Они-то за что ее не любят?
А я — за что?
Есть другая жизнь. Она обтекает нашу территорию, почти не соприкасаясь с ней. Мы как в разных комнатах, и в нашей слегка потрясывает на общих половицах, когда там ходят. Там рождаются, взрослеют и умирают, а у нас не рождаются и не умирают, а только растут и шумят — детский мир. Там тоже шумят, но иначе, это шум дела, везде непрерывно что-то производят: в Жарах готовят деловой лес, в Гальневе — торф, и вот уж совсем близко начали строить бетонно-асфальтовый завод, и только у нас ничего не производят. Работа в мастерских не в счет, цель тут — не стулья, например, а трудовые навыки, умение обращаться с инструментом. А что там картошка, овощи — так сами ж и потребляем. Контакты? Разве что придет старуха с какой-нибудь жалобой, но, не найдя в этом незнакомом мире, кому б ее обстоятельно выложить, уйдет. Еще пришлют из энской воинской части грамоту и благодарность за отличника боевой и политической подготовки. Еще приедут шефы с радиозавода. По воскресеньям — одна-две матери, тетка, дед…
Говорят, все зависит от воспитателя.
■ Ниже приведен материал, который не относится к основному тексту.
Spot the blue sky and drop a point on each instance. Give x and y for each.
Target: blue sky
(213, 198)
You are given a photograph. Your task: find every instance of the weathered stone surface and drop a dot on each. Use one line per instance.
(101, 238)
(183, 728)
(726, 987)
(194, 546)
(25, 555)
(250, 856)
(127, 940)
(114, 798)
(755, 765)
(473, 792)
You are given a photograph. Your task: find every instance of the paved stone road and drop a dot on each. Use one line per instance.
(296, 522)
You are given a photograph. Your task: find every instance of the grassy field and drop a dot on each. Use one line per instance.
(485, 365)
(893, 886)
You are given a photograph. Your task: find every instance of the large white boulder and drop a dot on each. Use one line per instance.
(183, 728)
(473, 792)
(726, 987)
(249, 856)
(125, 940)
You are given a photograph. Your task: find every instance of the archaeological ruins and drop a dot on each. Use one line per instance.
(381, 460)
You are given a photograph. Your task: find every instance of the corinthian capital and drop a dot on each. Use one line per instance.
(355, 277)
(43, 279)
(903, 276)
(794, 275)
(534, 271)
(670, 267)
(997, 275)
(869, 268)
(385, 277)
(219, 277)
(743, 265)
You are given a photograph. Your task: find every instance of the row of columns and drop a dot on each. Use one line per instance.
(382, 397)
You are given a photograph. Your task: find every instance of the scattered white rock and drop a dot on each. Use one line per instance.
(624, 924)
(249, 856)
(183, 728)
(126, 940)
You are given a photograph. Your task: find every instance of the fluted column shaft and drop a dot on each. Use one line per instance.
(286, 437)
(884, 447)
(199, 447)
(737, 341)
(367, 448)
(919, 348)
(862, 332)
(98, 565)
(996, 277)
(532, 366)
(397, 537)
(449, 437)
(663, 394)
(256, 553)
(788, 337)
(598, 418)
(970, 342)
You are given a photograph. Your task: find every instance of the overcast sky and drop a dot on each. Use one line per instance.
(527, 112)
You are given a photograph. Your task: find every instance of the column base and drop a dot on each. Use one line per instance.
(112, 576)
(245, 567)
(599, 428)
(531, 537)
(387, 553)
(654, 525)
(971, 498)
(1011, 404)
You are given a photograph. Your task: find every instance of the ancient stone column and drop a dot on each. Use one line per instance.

Говорят, было время, когда приезжали детдомовцы из соседних областей и даже из других республик, и наши ездили в гости, горели пионерские костры, был при детдоме музей, были кружки, был на пруду флот — яхта и несколько четырехвесельных лодок. Я слышу: Рудольф Павлович. Вот был Рудольф Павлович… Да, слышу, нету Рудольфа Павловича. Был бы сейчас Рудольф Павлович… Он теперь в министерстве, говорят, пишет книги по воспитательскому делу.
Кстати, дед. Если мальчик бежит, искать не надо — он у деда. (На этом месте, на которое я ставлю деда, может быть, конечно, любой, пусть бабушка, пусть тетка, пусть даже совершенно чужой, но мне как-то все деды попадались.) Что-то такое, наверное, есть в мужской породе, если через голову матери смыкаются старый и малый. На свете нет дедушки, который был бы лишен прав на внука, и все наши деды находятся в тех исключительных обстоятельствах, когда не могут взять внука к себе — или болезнь, или иждивенчество, когда нет своего голоса. И когда приходит дед, он тут бог и царь, все на нем виснут, Лидия Семеновна приглашает откушать чаю… Даже так: отец может бросить семью, за всю жизнь не видеть и не знать сына, а в старости, на пороге, так сказать, вдруг взять к себе внука — и как омоется его сердце. В воспитании дедушки нет ни той горячей, но негреющей животной любви-судороги, ни той необъяснимой остуды, когда ребенок оставляется в роддоме, а как раз мудрая середина, которая, не знаю, как где, а здесь действительно мудрая.